Albert, I think U confuse it with phone id byte.

Which value is needed to read the msid via mbus.

Which again contained that Cobba id and it's check byte.

Which then was used along with fchk to faid calc.

Which then lead to real proper 'flash authorisation', aim of the flash protection itself like Nokia imagined.

That fchk might look disabled, it's still an essential value in the faid calc.

This, and the fact besides the maker not many guys actually know how the faid calc works, looks like quite a good protection to me.

Like Nokia added variations in it's lock code calcs.

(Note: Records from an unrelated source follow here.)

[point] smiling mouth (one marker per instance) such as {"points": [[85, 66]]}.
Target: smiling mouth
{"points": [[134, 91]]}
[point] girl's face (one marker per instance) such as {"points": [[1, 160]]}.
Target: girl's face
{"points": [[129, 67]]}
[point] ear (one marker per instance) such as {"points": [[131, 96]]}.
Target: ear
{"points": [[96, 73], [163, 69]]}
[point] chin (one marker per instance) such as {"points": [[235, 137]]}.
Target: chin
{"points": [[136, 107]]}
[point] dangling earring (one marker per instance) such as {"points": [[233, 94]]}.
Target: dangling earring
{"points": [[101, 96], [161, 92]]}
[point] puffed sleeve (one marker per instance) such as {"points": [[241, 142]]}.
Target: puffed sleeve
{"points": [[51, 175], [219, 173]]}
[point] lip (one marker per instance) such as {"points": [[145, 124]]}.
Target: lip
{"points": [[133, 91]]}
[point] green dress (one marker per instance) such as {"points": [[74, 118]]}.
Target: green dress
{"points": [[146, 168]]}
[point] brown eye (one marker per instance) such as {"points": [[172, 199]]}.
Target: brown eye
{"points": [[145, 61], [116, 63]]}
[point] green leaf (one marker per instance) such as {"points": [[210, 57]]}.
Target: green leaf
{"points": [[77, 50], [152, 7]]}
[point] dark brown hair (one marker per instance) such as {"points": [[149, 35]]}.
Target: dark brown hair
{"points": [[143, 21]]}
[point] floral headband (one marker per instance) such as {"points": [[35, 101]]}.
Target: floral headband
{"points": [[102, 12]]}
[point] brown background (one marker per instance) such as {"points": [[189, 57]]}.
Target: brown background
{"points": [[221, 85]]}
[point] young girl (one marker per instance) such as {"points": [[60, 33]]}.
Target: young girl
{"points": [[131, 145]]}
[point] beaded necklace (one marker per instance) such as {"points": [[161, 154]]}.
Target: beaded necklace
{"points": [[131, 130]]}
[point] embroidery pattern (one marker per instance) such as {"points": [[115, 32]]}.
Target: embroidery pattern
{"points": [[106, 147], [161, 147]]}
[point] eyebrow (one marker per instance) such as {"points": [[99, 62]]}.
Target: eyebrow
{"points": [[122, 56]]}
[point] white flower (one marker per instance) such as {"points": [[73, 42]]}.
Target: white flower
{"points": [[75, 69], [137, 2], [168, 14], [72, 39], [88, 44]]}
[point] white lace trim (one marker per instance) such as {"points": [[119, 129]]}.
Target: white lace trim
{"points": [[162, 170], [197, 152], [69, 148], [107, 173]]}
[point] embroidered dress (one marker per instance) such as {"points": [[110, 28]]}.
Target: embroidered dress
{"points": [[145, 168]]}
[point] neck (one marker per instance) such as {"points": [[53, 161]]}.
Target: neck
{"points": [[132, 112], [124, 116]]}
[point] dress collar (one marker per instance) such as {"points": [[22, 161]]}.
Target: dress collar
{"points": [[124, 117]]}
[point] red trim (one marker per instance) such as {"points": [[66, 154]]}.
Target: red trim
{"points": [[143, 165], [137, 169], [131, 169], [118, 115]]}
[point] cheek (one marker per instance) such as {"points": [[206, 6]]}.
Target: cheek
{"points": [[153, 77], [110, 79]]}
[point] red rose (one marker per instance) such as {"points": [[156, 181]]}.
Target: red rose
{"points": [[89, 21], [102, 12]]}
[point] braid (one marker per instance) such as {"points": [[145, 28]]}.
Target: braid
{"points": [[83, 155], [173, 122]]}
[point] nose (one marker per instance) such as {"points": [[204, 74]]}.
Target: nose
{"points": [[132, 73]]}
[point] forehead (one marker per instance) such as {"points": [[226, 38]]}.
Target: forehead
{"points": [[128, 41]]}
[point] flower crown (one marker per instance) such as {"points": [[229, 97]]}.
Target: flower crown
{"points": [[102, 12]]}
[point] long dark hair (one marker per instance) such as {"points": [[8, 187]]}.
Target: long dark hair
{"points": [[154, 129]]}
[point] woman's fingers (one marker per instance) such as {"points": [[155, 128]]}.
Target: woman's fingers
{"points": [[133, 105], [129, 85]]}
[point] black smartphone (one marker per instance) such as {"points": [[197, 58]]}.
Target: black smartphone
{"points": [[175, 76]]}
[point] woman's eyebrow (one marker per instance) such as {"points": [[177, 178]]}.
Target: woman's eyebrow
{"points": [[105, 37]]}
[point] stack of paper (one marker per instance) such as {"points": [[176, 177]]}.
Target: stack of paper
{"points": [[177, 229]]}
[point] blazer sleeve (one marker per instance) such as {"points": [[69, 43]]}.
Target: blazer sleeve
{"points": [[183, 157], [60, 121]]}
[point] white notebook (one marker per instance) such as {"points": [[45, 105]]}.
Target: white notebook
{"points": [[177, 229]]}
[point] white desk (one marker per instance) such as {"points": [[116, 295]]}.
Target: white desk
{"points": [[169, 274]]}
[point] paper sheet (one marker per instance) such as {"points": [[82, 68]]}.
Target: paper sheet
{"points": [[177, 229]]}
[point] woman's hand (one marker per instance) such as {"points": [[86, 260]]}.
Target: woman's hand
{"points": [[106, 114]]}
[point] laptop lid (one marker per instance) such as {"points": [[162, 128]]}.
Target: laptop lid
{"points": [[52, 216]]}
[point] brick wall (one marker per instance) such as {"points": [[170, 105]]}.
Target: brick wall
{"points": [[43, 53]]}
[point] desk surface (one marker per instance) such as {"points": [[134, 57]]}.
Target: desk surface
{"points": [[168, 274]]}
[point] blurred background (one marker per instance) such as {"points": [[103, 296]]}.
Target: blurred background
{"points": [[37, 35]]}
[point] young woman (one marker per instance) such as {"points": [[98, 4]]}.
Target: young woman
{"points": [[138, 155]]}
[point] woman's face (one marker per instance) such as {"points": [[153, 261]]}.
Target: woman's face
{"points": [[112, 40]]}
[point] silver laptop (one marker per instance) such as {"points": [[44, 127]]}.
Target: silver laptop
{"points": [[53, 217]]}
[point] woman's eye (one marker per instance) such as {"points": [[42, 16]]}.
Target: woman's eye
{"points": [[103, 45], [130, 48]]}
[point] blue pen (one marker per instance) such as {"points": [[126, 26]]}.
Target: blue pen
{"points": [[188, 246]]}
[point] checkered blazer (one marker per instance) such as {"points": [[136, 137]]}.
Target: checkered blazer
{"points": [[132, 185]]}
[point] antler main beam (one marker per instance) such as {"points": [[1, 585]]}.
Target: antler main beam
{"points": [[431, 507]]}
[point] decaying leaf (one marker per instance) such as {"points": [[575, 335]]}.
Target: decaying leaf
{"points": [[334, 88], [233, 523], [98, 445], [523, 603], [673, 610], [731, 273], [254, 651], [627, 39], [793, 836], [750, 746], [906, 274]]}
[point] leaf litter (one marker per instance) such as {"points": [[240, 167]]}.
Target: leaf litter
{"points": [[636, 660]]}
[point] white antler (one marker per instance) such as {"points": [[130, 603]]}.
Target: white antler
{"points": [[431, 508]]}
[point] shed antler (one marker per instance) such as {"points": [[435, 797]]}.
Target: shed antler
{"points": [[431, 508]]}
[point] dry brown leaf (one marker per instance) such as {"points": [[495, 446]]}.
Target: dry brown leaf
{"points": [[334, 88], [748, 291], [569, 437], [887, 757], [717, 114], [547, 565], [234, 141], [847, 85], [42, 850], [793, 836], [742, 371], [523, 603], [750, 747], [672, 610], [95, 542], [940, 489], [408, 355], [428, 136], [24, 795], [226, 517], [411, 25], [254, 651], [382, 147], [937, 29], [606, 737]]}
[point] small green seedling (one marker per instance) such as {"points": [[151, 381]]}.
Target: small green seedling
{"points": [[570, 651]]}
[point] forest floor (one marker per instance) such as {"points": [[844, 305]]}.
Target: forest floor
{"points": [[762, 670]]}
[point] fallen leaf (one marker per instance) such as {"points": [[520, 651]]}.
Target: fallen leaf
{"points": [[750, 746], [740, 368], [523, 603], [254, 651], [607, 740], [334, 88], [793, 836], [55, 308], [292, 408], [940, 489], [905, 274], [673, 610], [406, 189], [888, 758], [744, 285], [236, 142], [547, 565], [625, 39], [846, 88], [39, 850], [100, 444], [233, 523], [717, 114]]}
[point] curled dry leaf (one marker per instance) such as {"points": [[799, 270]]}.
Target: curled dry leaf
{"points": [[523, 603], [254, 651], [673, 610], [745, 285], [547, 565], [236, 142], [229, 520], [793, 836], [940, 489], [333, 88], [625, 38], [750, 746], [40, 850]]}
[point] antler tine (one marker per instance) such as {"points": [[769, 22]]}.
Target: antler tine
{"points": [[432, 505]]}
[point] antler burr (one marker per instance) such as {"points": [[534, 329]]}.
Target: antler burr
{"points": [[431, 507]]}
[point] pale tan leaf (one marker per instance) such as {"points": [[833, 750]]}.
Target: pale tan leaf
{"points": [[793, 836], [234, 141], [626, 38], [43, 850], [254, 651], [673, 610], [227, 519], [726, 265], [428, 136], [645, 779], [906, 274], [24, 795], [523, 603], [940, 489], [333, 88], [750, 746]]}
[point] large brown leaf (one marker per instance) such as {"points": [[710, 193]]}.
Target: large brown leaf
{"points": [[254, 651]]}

And without comparing material it was almost impossible to see what changed, just the fact it was changed...

NokDoc

ShadoW2004
09-10-2005, 10:25 AM
2 dvirus666

What new?

Kontact
18-10-2005, 01:31 AM
@ Kontakt

Oh, that's odd. I was sure it is unique but I haven't try to calculate it myself yet. I'm just wondering why programs like NokTool by Rolis or DCT3RepairPartner by neb are showing me 32bit (or 24bit?) CobbaID.

Can someone compare this with different 3310? I have only one.
Mine gives following results (fck killed):

PPM check: 00 00 00 00
Cobba ID: 00 61 A0 CD
Signature: AC AD AB 87


yes. u r right. but what i was trying to say is that if u use wintesla and read the phone info. u will see what i mean.

i have no dct3 to test now to show. but maybe some guys can try.

i think nokdoc is right. my memory start to fail now. ;-(

anyways, i hope i did not confuse anyone.

regards

Kontact
18-10-2005, 01:44 AM
Hi,

Albert, I think U confuse it with phone id byte.

Which value is needed to read the msid via mbus.

Which again contained that Cobba id and it's check byte.

Which then was used along with fchk to faid calc.

NokDoc

hmm... i might be confuse, since it's been long time ago. but to make the confusion short. ;-) i was saying u can't use the cobba id to protect flash.

yes u said it right about FAID w/c nokia made as protection. but with kill faid patched. it totally wipe out the flash protection nokia made.

and now some guys want to do a better flash protection. ;-) as dvirus666 said.


But then you must remember that once in the flash it would not be long before someone else could find a way to bypass the protection.


regards

reyer
03-12-2005, 10:48 PM
dvirus666, can you give me source code of your script in C language?